Saturday, February 6, 2010

The Ancient Mariner by Coleridge as a Ballad

The Ancient Mariner by S.T. Coleridge is a literary ballad. Ballad is one of the earliest forms of literature.The refrain of words, lines and sometimes stanza is a special feature of folk ballads. Coleridge makes use of refrain in a subtle way. He makes use of refrain for emphasis or for reminding us of the essence of a thing. In the following lines refrain is clearly meant for emphasis. In he following lines repetition is clearly meant for emphasis:

Water, water everywhere
Nor any drop to drink.”

Musical arrangement of words

Coleridge has shown great skill in arranging the words of his verses in a melodious manner. For the sake of musical arrangement of words he has frequently employed alliteration, assonance, and various rhythms. In the following passage he has employed the hissing sounds of “s” to convey the idea of movement in a musical manner.

Swiftly, swiftly flew the ship,
Yet she sailed softly too
Sweetly sweetly blew the breeze
On me alone it blew.

Supernatural Machinery and Mysticism:-

Supernatural element is an essential element of ballads of all description. Coleridge in this poem has built in a large supernatural machinery to draw and effective and purposeful contrast between things natural and things human. The supernatural world or life has logic of its own and comes into action to impose the due punishment. It even controls, influences, and takes advantages of natural elements like the wind, the stars, the rain, the fog and the mist. The Ancient Mariner is also packed with mystery of an awful nature. The Mariner’s ship is becalmed. The ocean begins to rot. Then the ship begins to sail without a tide. The Mariner tells nothing of who he is and little of what he does. In the poem we find him as a helpless soul passing through strange experiences.

Short ballad stanzas

The poem is written in short ballad stanzas. Many of them are four-line stanzas. But some are also five line, or six line stanzas. The verses are iambic tetrameters followed by iambic trimeters. The rhythms are various. The stanza is the same that occurs in Thoma’s Pery’s ballads. But Coleridge’s stanza is more polished and finished than Percy’s.


The Ancient Mariner has touches of modernity. The psychological effect in which the poem abounds is something modern and original. In old ballads entire emphasis is laid upon external events. In Ancient Mariner the poet describes not only the external events but also what happens in the mind of the ancient Mariner.
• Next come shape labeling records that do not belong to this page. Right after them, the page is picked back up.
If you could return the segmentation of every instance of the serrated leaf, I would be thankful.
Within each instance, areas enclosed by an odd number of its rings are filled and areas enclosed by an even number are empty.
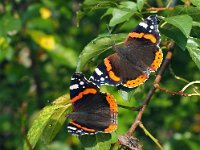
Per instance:
[[[132,1],[124,1],[124,2],[120,3],[119,8],[124,9],[124,10],[129,9],[129,10],[135,12],[135,11],[137,11],[137,4]]]
[[[187,38],[179,29],[172,25],[166,25],[160,28],[160,32],[170,39],[173,39],[182,50],[185,50]]]
[[[187,41],[187,49],[192,57],[192,60],[200,69],[200,39],[189,38]]]
[[[79,139],[86,150],[106,150],[111,147],[111,134],[109,133],[84,135]]]
[[[137,0],[137,8],[141,12],[143,6],[144,6],[145,0]]]
[[[60,107],[55,110],[51,118],[47,121],[47,126],[44,128],[41,136],[41,139],[45,144],[49,144],[53,140],[66,120],[66,114],[72,111],[68,106],[70,106],[70,104],[66,106],[67,109],[66,107]]]
[[[0,35],[15,35],[21,29],[21,20],[11,15],[0,17]]]
[[[200,9],[193,6],[176,6],[174,10],[171,11],[172,15],[189,15],[194,21],[200,21]]]
[[[200,0],[191,0],[192,4],[200,8]]]
[[[85,0],[83,2],[84,11],[89,10],[97,10],[97,9],[105,9],[110,7],[117,7],[119,4],[119,0]]]
[[[46,106],[42,109],[42,111],[39,113],[38,117],[34,120],[31,128],[28,131],[27,134],[27,140],[31,146],[31,148],[34,148],[40,137],[44,134],[44,132],[49,132],[48,129],[46,129],[49,125],[53,127],[53,131],[50,133],[49,139],[46,139],[47,141],[50,141],[56,133],[58,132],[58,129],[63,123],[63,117],[55,119],[55,114],[63,114],[64,110],[68,111],[70,109],[71,104],[69,104],[69,100],[66,100],[68,105],[51,105],[51,106]],[[54,121],[52,121],[54,119]],[[51,122],[51,124],[49,124]],[[60,123],[59,125],[57,123]],[[45,134],[44,134],[45,135]],[[30,146],[25,141],[24,143],[24,150],[29,150]]]
[[[83,67],[95,56],[108,50],[114,44],[119,44],[126,38],[126,34],[112,34],[102,36],[91,41],[79,55],[76,71],[82,71]]]
[[[164,19],[169,24],[177,27],[187,38],[192,29],[192,18],[188,15],[173,16]]]
[[[113,27],[119,23],[122,23],[126,20],[128,20],[132,15],[134,14],[133,11],[125,11],[121,9],[113,9],[112,15],[113,17],[111,18],[109,22],[109,26]]]

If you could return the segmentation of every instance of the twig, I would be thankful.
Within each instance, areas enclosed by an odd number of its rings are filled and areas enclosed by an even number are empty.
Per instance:
[[[132,111],[139,111],[140,108],[141,108],[141,107],[129,107],[129,106],[124,106],[124,105],[120,105],[120,104],[118,104],[118,107],[128,109],[128,110],[132,110]]]
[[[162,64],[162,66],[160,67],[160,70],[158,71],[158,74],[156,76],[156,79],[154,80],[154,85],[159,84],[160,80],[162,78],[162,74],[164,73],[164,71],[166,70],[167,66],[169,65],[171,58],[172,58],[172,52],[174,50],[174,46],[175,43],[171,42],[170,45],[168,46],[168,52],[167,55],[165,57],[165,60]],[[149,104],[152,95],[154,94],[155,90],[156,90],[156,86],[152,86],[151,89],[149,90],[143,105],[141,106],[140,111],[138,112],[138,115],[135,119],[135,121],[133,122],[132,126],[130,127],[129,131],[127,132],[128,136],[132,136],[133,132],[135,131],[136,127],[139,125],[141,119],[142,119],[142,115],[144,113],[144,110],[146,109],[147,105]]]
[[[153,135],[144,127],[144,125],[142,124],[142,122],[139,123],[140,128],[142,128],[142,130],[144,131],[144,133],[150,137],[150,139],[152,139],[152,141],[154,141],[154,143],[161,149],[164,150],[164,148],[161,146],[161,144],[158,142],[158,140],[153,137]]]
[[[196,84],[196,83],[200,83],[200,81],[192,81],[192,82],[188,83],[186,86],[183,87],[181,92],[184,92],[189,86]]]

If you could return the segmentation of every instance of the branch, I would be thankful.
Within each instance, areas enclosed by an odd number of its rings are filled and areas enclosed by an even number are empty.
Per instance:
[[[153,96],[154,92],[156,91],[156,85],[158,85],[160,83],[162,75],[163,75],[164,71],[166,70],[166,68],[168,67],[168,65],[171,61],[174,47],[175,47],[175,43],[171,42],[168,46],[168,52],[167,52],[167,55],[164,59],[164,62],[162,64],[162,66],[160,67],[160,70],[158,71],[156,79],[154,80],[154,85],[149,90],[146,98],[144,99],[143,105],[141,106],[141,109],[138,112],[138,115],[137,115],[135,121],[133,122],[132,126],[130,127],[129,131],[127,132],[127,135],[129,137],[132,136],[133,132],[135,131],[137,126],[140,124],[144,110],[146,109],[147,105],[149,104],[151,97]]]

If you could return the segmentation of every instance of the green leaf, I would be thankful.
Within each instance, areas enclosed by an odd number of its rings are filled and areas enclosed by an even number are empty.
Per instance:
[[[192,60],[200,69],[200,39],[189,38],[186,47],[192,57]]]
[[[70,68],[76,67],[78,56],[74,49],[56,44],[55,50],[48,51],[48,53],[53,58],[56,64],[65,65]]]
[[[124,1],[124,2],[120,3],[119,8],[135,12],[135,11],[137,11],[137,4],[135,2],[131,2],[131,1]]]
[[[64,122],[65,114],[71,111],[70,101],[66,99],[65,101],[65,105],[53,104],[43,108],[28,131],[27,140],[30,145],[25,141],[24,150],[29,150],[30,146],[33,149],[41,136],[46,138],[45,142],[50,142],[55,137]],[[58,118],[56,118],[56,115]]]
[[[194,21],[198,21],[200,22],[200,9],[197,7],[193,7],[193,6],[176,6],[174,10],[171,11],[172,16],[176,16],[176,15],[189,15],[190,17],[192,17],[192,19]]]
[[[126,36],[126,34],[112,34],[98,37],[91,41],[79,55],[76,71],[80,72],[93,57],[108,50],[112,45],[119,44]]]
[[[110,7],[117,7],[119,5],[120,0],[85,0],[83,2],[83,10],[98,10],[98,9],[105,9]]]
[[[106,150],[111,147],[111,134],[109,133],[84,135],[79,139],[86,150]]]
[[[71,112],[71,109],[66,109],[66,107],[60,107],[54,111],[51,118],[47,121],[47,126],[44,128],[41,136],[45,144],[49,144],[53,140],[66,120],[66,114],[69,112]]]
[[[170,39],[173,39],[182,50],[185,50],[187,38],[178,28],[172,25],[165,25],[160,28],[160,32]]]
[[[141,12],[144,6],[145,0],[137,0],[137,8]]]
[[[115,26],[119,23],[122,23],[126,20],[128,20],[132,15],[134,14],[133,11],[124,11],[121,9],[113,9],[113,17],[111,18],[110,22],[109,22],[109,26]]]
[[[0,35],[15,35],[21,29],[21,20],[11,15],[0,17]]]
[[[169,24],[177,27],[181,32],[186,36],[189,37],[190,31],[192,29],[192,18],[188,15],[179,15],[173,16],[164,19]]]
[[[200,0],[191,0],[192,4],[200,8]]]

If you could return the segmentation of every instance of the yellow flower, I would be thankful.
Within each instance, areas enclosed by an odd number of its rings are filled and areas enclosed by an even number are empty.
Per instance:
[[[55,48],[55,39],[53,36],[42,36],[38,43],[42,48],[47,50],[53,50]]]
[[[48,19],[51,17],[51,11],[46,7],[42,7],[40,8],[40,15],[43,19]]]

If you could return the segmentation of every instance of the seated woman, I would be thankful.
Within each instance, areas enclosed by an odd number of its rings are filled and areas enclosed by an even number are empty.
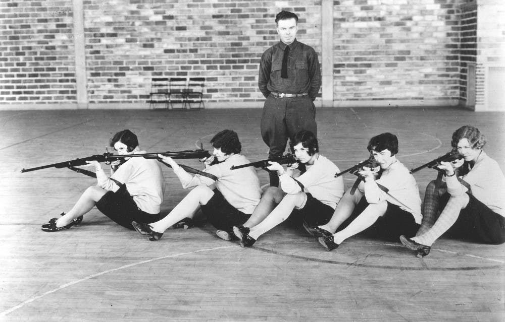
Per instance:
[[[298,162],[306,165],[307,170],[295,178],[293,171],[298,163],[284,170],[279,163],[270,162],[271,165],[267,168],[277,171],[281,188],[269,187],[250,218],[243,225],[233,227],[242,247],[252,246],[260,236],[290,215],[295,217],[295,222],[299,222],[295,223],[301,224],[303,221],[309,226],[328,222],[343,195],[343,179],[335,177],[340,170],[319,154],[317,139],[312,132],[299,132],[291,146]]]
[[[211,144],[214,151],[213,156],[205,161],[204,171],[215,179],[191,175],[171,158],[158,155],[172,167],[183,187],[194,188],[161,220],[150,224],[132,222],[137,231],[152,241],[158,240],[168,227],[185,218],[192,218],[201,208],[209,221],[218,229],[217,235],[226,240],[232,240],[233,226],[244,223],[260,203],[260,180],[253,167],[231,170],[232,166],[250,163],[240,154],[242,145],[235,132],[223,130],[212,138]],[[219,163],[211,165],[215,158]],[[214,184],[215,188],[209,187]]]
[[[138,147],[137,136],[129,130],[115,134],[110,144],[120,155],[146,153]],[[126,162],[119,167],[119,162],[113,162],[110,177],[104,172],[99,163],[87,161],[88,165],[84,166],[94,167],[98,184],[88,187],[68,213],[42,225],[42,230],[52,232],[68,229],[79,222],[81,216],[95,206],[104,215],[132,230],[132,220],[145,222],[158,220],[165,190],[160,163],[141,157],[125,160]]]
[[[497,162],[482,150],[485,137],[476,127],[465,125],[452,134],[450,144],[463,159],[442,162],[438,167],[445,173],[447,192],[440,196],[434,188],[435,182],[430,182],[417,234],[410,239],[400,237],[419,257],[429,254],[435,241],[451,227],[451,232],[477,241],[505,242],[505,176]],[[462,169],[460,181],[456,171]]]
[[[396,136],[383,133],[374,137],[367,149],[380,169],[360,171],[364,181],[354,195],[350,189],[346,191],[328,224],[314,228],[314,234],[327,250],[369,227],[381,237],[397,240],[402,234],[413,236],[421,223],[419,190],[415,179],[396,159]]]

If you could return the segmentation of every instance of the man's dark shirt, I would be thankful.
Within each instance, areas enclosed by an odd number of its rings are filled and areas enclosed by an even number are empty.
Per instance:
[[[313,101],[321,87],[321,70],[317,54],[310,46],[296,39],[289,46],[287,78],[281,78],[282,57],[286,46],[282,41],[267,49],[260,62],[258,87],[263,96],[270,92],[308,93]]]

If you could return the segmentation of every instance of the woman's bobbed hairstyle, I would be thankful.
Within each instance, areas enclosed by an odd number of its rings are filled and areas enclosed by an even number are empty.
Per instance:
[[[479,129],[472,125],[463,126],[454,132],[450,145],[456,149],[458,144],[462,139],[466,139],[474,149],[482,149],[486,145],[486,137],[480,133]]]
[[[223,130],[216,134],[211,140],[211,144],[216,149],[221,149],[226,154],[237,154],[242,151],[238,136],[231,130]]]

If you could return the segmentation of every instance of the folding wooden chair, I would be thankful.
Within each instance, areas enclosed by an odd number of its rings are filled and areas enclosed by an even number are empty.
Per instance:
[[[151,79],[151,89],[149,92],[149,108],[163,104],[164,107],[168,107],[168,78],[153,77]]]
[[[185,105],[186,79],[185,77],[171,77],[168,82],[168,103],[169,108],[174,108],[174,104],[180,104],[180,108]]]
[[[197,108],[205,108],[204,102],[204,85],[205,77],[190,77],[186,91],[185,106],[188,109],[191,108],[191,104],[198,103]]]

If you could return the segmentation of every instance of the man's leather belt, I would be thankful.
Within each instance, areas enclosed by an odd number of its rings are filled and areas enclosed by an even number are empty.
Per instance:
[[[270,92],[270,94],[274,95],[274,96],[277,96],[277,97],[303,97],[304,96],[307,96],[309,93],[302,93],[301,94],[286,94],[285,93],[274,93],[273,92]]]

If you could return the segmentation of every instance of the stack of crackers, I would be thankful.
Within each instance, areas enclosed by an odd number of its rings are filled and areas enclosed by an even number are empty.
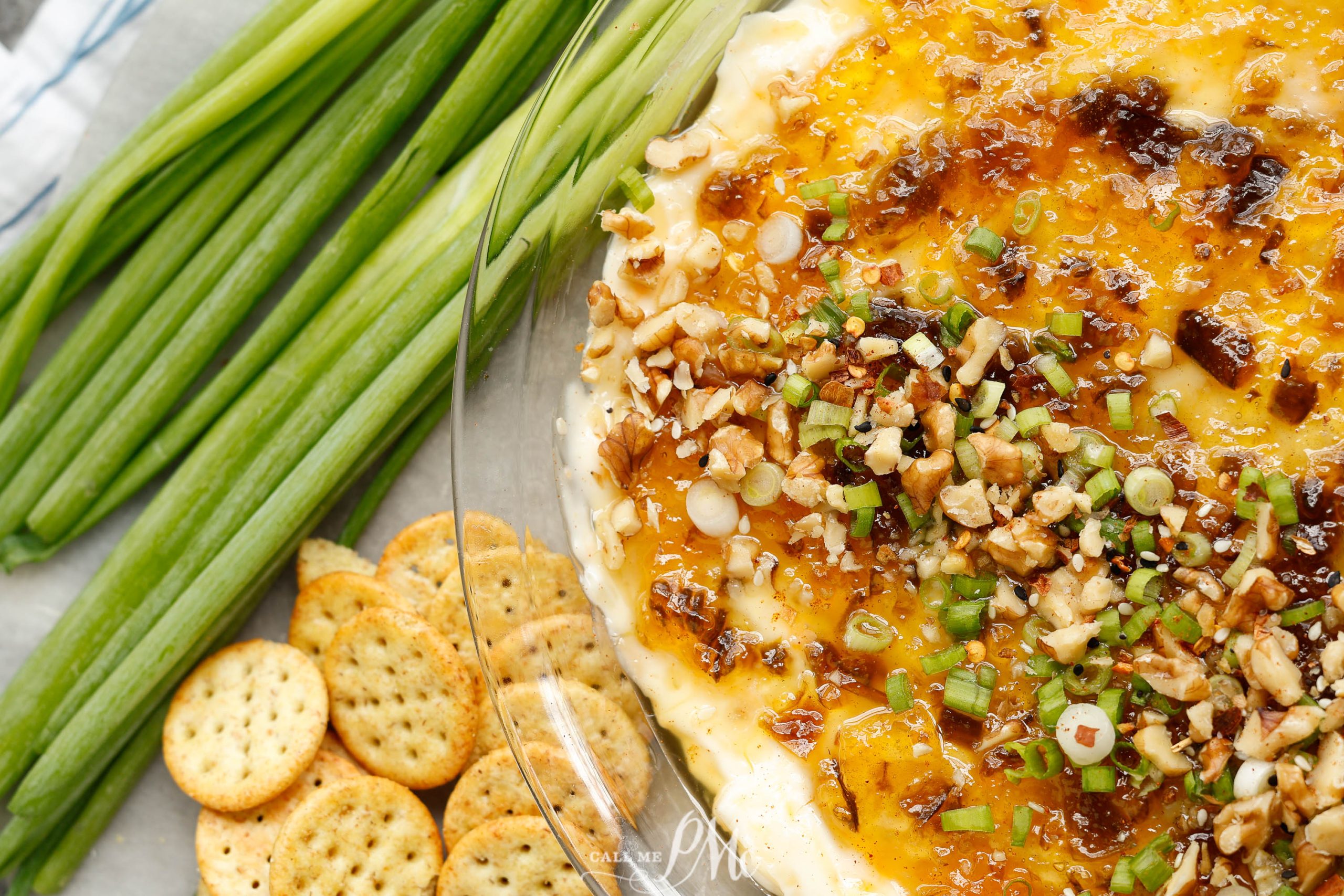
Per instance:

Thus we are told that The Ancient Mariner felt extremely fear stricken when the ghost-ship disappeared all of a sudden on the sea.

Fear at my heart at a cup
My life blood seemed to sip.

In the light of the above discussion, I may be concluded that The Rime of the Ancient Mariner is obviously a ballad in its form. The poem has everything- a vivid story, dramatic action, verbal music, a scenic setting, and mystery. It is a beautiful ballad possessing all the characteristics of a ballad in a more polished and finished form.